Would you still come play in my sandbox if I moved over here?
Tuesday, November 13, 2012
and look at me all of a sudden I'm all technologically challenged. I decided to mess around with my blog tonight, make it all cool and hip, and like a mother-effer, because I'm turning forty I'm all like "Duhhhhh, where's the on button? Where's the off button? Why are there so many windows open? Stop clicking so fast! What's a favicom? Whaaaaaa this is hard!"
Bear (wait is it bare like a bare bum or bear like a growly animal? Why has this not come up in my life until now?) with me, site is under construction.
I am hoping that I did manage to stop the spammy robots from commenting on my blog, because I'm sure the spammy robots were shooting lasers at YOU preventing YOU from leaving real, legit comments....right?
Tuesday, November 06, 2012
Pretty things keep floating through my head but I can’t seem to pin one thing down to talk about. Distracting and not always helpful, I’m grateful for those pretty, whispy thoughts that come and go. One minute I can be thinking about a dipping a pussy willow in turquoise paint to see what it would look like, and the next minute picturing myself playing bass guitar on stage, in front of thousands. I wish my brain had a slide show function to capture all of these things.
Last week there was a dark blip, a day of knots in the stomach and a lost appetite. I accept this day every year, try and nurture myself through it and am grateful that this darkness only visits for a day a year now.
The month of November was when my post-partum really kicked into high gear 10 years ago. I dreaded waking up and equally dreaded night time because of anxiety induced insomnia. Nights were horribly lonely, with nothing to distract me from thinking the unthinkable. The days were painfully long, it took everything in me to get through the day. Eating was near impossible and small chores were like mountains in my path. I would try and hide from my bright, curious, energetic daughter what agony I was in, so often on the verge of tears, fearing my state was ruining her. I was so caught up in the mess of post-partum, refusing offers of help, suffering alone. The bright point of my day was seeing Jo’s car lights beaming through the dining room window when he came home from work – never early enough for me.

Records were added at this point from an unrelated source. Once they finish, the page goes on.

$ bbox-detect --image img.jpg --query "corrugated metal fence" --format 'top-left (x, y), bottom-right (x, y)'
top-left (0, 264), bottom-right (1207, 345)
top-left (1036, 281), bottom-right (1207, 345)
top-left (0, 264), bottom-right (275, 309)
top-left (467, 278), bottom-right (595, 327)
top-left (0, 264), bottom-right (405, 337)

What used to be my worst time of day, late afternoon and early evening, is now my best time of day. Surrounded by energetic chatter, lively fighting, moans over whatever meal I am planning on torturing them with, games of Blokus, cards, homework tears and then homework triumph. There is a perpetual cold-getting-colder tea on the counter every afternoon that I just never get around to drinking because I am bustling baby. When Jo gets home from work, it is not a sense of relief I feel, just a sense of completion. Everyone is home.
I am so grateful that those dark days are in the past and that I have what I have.